Although I give this work 2 stars, it does show some promising elements. The thing that impressed most me was the author's attempt, for at least the first half of the story, to keep the setting alive and vibrant through the use of transitory events and details happening "in the background". This isn't easy to do well, and it shows a dedication to polishing the player experience that is very much to the author's credit.
However, this level of polish is not consistent, and it is most noticeably absent in some key scenes(Spoiler - click to show): as an example, the encounter with "The Demon" that opens the final act. Here, the challenge is not pulling the player's attention to the background to give the illusion of a broader world, but focusing the player's attention on the foreground and (ostensibly, at least) forcing a plot-critical choice. It's quite odd that the player can dither about for as many turns as he or she likes while the antagonist waits patiently for a keyword.
Coding quality was, in general, good enough, though there is definitely room for improvement in those cases where the author feels compelled to clumsily spell out the correct grammar to achieve certain actions. The only thing that looked like a true bug to me ended up helping instead of hurting(Spoiler - click to show), when 'x parchments' was interpreted as referring to an object named parchment due to Inform's word length limit.

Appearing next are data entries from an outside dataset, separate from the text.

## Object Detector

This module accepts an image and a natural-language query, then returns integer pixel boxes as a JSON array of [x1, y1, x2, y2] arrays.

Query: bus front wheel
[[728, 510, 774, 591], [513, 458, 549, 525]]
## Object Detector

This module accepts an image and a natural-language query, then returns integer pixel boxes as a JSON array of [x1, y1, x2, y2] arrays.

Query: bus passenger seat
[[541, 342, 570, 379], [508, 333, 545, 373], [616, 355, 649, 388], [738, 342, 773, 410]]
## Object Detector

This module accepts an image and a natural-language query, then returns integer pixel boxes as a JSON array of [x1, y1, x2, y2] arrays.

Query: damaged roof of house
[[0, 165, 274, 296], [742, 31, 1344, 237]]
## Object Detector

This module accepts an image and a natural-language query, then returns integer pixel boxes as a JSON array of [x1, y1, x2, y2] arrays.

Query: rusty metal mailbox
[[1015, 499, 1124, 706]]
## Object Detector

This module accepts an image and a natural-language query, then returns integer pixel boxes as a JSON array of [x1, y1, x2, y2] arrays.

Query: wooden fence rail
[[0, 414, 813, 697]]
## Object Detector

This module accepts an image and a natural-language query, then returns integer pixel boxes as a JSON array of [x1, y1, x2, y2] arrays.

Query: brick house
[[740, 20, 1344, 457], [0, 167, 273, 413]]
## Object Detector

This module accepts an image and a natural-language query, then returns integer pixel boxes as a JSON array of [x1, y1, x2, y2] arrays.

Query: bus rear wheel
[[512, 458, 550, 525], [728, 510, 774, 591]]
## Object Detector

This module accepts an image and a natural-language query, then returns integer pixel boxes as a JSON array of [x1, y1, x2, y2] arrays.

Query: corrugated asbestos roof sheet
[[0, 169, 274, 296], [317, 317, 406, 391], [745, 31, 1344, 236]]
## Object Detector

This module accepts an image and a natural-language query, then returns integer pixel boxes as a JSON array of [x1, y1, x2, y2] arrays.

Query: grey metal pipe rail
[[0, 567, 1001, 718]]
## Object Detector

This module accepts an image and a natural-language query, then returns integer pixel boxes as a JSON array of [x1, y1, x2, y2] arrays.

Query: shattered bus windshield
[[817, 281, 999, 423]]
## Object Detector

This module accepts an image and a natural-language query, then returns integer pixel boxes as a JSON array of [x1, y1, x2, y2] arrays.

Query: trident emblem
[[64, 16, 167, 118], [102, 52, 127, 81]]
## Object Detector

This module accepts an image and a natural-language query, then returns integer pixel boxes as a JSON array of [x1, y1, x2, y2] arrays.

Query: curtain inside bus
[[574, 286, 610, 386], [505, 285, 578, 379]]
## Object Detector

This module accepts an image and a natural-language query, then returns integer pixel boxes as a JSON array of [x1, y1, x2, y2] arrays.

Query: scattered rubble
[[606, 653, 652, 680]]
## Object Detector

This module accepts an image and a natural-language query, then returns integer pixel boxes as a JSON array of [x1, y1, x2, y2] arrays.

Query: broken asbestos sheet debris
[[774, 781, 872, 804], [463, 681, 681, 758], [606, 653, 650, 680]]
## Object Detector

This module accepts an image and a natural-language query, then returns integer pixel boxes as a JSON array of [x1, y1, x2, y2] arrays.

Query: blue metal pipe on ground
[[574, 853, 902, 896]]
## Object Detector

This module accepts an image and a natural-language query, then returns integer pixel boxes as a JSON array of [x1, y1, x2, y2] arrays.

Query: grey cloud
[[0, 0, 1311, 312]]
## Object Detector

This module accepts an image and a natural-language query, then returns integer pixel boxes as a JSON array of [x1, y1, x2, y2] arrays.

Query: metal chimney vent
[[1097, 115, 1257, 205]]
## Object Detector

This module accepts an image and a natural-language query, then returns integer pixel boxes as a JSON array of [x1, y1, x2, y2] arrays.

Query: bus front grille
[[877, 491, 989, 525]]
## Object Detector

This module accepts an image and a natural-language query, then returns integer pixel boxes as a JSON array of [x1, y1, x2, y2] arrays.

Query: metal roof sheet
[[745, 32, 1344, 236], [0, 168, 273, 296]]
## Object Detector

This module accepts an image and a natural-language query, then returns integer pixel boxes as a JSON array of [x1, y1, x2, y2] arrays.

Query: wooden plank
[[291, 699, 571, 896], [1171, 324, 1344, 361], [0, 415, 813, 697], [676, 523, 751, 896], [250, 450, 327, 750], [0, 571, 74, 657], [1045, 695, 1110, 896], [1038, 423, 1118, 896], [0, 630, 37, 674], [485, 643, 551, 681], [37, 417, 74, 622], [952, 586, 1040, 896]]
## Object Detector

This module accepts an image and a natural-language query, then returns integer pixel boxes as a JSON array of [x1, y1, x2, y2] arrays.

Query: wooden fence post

This game would benefit significantly from additional attention to proofreading and editing. It is rife with errors in spelling, punctuation, capitalization, and other aspects of grammar, and it suffers from an irritating tendency to repeat the same adjective, phrasing, or information multiple times in quick succession. In some cases this is probably not desired by the author (as when an object is mentioned both in the location's description text and via default room description rules(Spoiler - click to show), e.g. the clock in the abandoned station), but in other cases it appears to be the result of simply not re-reading what was written(Spoiler - click to show) (e.g., in the opening sequence: "On silver moonlit track it races clear" followed shortly by "The steam engine 'Bluebell,' races fast and clear").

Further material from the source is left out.